During his tenure with the company, Hoffman gained such acclaim that his labs were used to process much of the footage from the assassination of John F. Kennedy in 1963. The resulting detailed prints led to the belief that a person aiming a rifle at the President stood atop a car behind a wall near the path of the motorcade.

Additionally, the United States Atomic Energy Commission regularly consulted BHL as an expert in important film and print analyses.

Hoffman sold the custom lab business and retired in 1973 after suffering a mild cardiac arrest.

==Late life==
After officially retiring from business life, Bernard Hoffman published a book, The Man From Kankakee in 1973, chronicling the life of Romy Hammes, a self-made millionaire whom he had first met in 1938 when he photographed Hammes for Life.

Following this, he started a small home-based photography training course to teach new students the art in 1974, in partnership with his wife, Inez.
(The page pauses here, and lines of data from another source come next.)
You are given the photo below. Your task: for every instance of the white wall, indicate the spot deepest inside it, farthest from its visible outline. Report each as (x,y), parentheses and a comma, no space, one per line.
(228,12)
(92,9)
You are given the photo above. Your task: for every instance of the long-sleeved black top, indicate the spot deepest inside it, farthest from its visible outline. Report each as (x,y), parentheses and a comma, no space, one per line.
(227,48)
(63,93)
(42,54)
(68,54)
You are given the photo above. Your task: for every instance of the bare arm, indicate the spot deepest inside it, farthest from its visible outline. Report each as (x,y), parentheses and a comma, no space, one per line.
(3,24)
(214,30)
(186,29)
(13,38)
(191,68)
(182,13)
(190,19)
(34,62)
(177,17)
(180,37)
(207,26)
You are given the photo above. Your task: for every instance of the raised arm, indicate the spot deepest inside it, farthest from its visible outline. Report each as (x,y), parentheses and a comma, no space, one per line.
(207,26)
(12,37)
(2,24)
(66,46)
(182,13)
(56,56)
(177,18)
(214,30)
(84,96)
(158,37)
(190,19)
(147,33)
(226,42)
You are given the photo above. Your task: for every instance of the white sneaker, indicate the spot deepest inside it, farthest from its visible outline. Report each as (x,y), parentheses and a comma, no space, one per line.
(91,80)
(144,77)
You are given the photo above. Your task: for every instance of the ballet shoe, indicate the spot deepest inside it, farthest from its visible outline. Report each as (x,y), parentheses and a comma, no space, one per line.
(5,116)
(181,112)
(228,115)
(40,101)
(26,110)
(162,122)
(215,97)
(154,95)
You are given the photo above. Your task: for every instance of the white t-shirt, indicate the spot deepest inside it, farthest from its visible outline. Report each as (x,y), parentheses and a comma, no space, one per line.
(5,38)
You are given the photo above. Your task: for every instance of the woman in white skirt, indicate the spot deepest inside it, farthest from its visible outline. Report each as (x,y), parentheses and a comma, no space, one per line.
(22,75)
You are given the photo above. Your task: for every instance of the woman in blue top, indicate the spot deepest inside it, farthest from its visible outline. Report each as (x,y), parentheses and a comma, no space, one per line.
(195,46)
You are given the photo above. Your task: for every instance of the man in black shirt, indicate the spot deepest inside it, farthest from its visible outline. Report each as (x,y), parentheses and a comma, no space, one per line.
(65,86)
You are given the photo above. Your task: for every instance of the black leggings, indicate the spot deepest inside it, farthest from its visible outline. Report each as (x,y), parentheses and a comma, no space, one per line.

One of his early students, John DeSanto, went on to become a well-known American photojournalist and is the former Director of Photography of the Times Herald-Record in Middletown, New York.

The training business closed in late 1978, due to Hoffman's deteriorating health. Hoffman died of amyotrophic lateral sclerosis (also known as Lou Gehrig's Disease) in November 1979.

==Posthumous works==
His works are released since his death, like the aftermath photos of the atomic bombings of Hiroshima and Nagasaki, taken in September 1945.